Introducción a la exposición

 

En esta mansión, entonces residencia de huéspedes del jefe de la Policía de Seguridad y del Servicio de Seguridad (SD), vinieron a reunirse el 20 de enero de 1942 altos representantes de las SS y de la policía, de la burocracia ministerial y del NSDAP. La finalidad de la reunión era debatir la »solución final de la cuestión judía«. Bajo la conducción de Reinhard Heydrich los participantes de la conferencia acordaron las atribuciones respectivas, así como su cooperación en la deportación de todos los judíos europeos. Las actas de esta »reunión de secretarios de Estado«, conservadas hasta hoy, documentan que la decisión de deportar a todos los judíos europeos de las zonas bajo dominio alemán había sido tomada ya previo a la conferencia al más alto nivel, es decir, por el »Führer y Canciller del Reich« Adolf Hitler. Las deportaciones »hacia el Este«, la reclusión en ghettos y el trabajo forzado –según lo explicaría Heydrich en la conferencia– constituirían medidas preparatorias para »la inminente solución final de la cuestión judía«. Estaba previsto que ningún judío sobreviviera el final de la guerra.

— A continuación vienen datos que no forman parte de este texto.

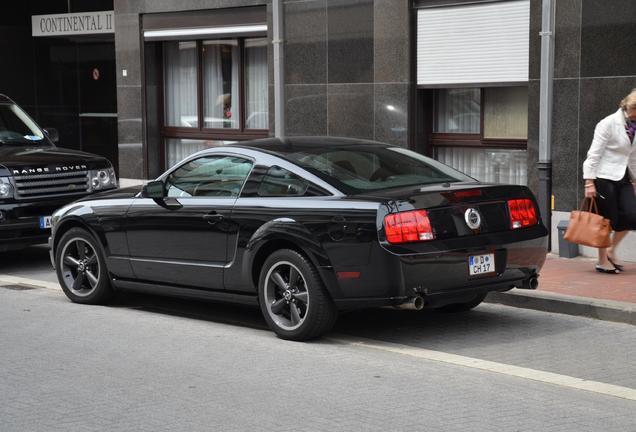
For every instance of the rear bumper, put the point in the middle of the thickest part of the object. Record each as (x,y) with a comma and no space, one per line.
(441,278)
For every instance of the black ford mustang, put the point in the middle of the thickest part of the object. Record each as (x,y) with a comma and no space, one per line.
(304,227)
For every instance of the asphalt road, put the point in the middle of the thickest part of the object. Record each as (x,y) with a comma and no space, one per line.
(150,363)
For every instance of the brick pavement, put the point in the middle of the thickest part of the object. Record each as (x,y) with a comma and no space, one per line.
(577,277)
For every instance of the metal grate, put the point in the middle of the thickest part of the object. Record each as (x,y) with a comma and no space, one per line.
(40,185)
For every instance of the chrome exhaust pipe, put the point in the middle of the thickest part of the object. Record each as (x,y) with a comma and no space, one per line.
(531,283)
(413,303)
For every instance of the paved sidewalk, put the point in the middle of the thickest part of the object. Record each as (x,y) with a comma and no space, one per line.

Los asesinatos en masa a judíos habían comenzado en junio de 1941 en los territorios conquistados de la Unión Soviética. El Protocolo de la Conferencia de Wannsee revela cómo se pasa luego a planificar sistemáticamente un genocidio integral. El hecho de que se informase e involucrase en estos crímenes a los secretarios de Estado y de que se les instase a cooperar desde sus organismos, significa, al mismo tiempo, que todo el aparato del Estado alemán pasó a participar en el asesinato de los judíos europeos.

 

La residencia de huéspedes del SD es un lugar de los victimarios. Por ello, el Memorial y Centro Educativo Casa de la Conferencia de Wannsee informa primordialmente sobre la ideología y política antisemita y racista de éstos antes y después de 1933, así como sobre la organización del genocidio durante la guerra, y sobre la división de tareas para instrumentar dicho genocidio. Documentos históricos –textos y fotografías– ilustran a modo de ejemplo el comportamiento de los victimarios y de los espectadores pasivos. Las consecuencias de los crímenes se hacen evidentes en las historias personales, vidas destrozadas, de las víctimas judías. Por ello, la exposición da cuenta de la vida de cuatro sobrevivientes, que representan el sufrimiento de sus familias y de todos los perseguidos y asesinados. Tras una breve presentación biográfica en esta sala, ellos salen a nuestro encuentro una y otra vez en la exposición, a través de la documentación sobre las acciones dirigidas contra los judíos.

Alrededor de seis millones de judíos de toda Europa fueron víctimas del genocidio nacionalsocialista.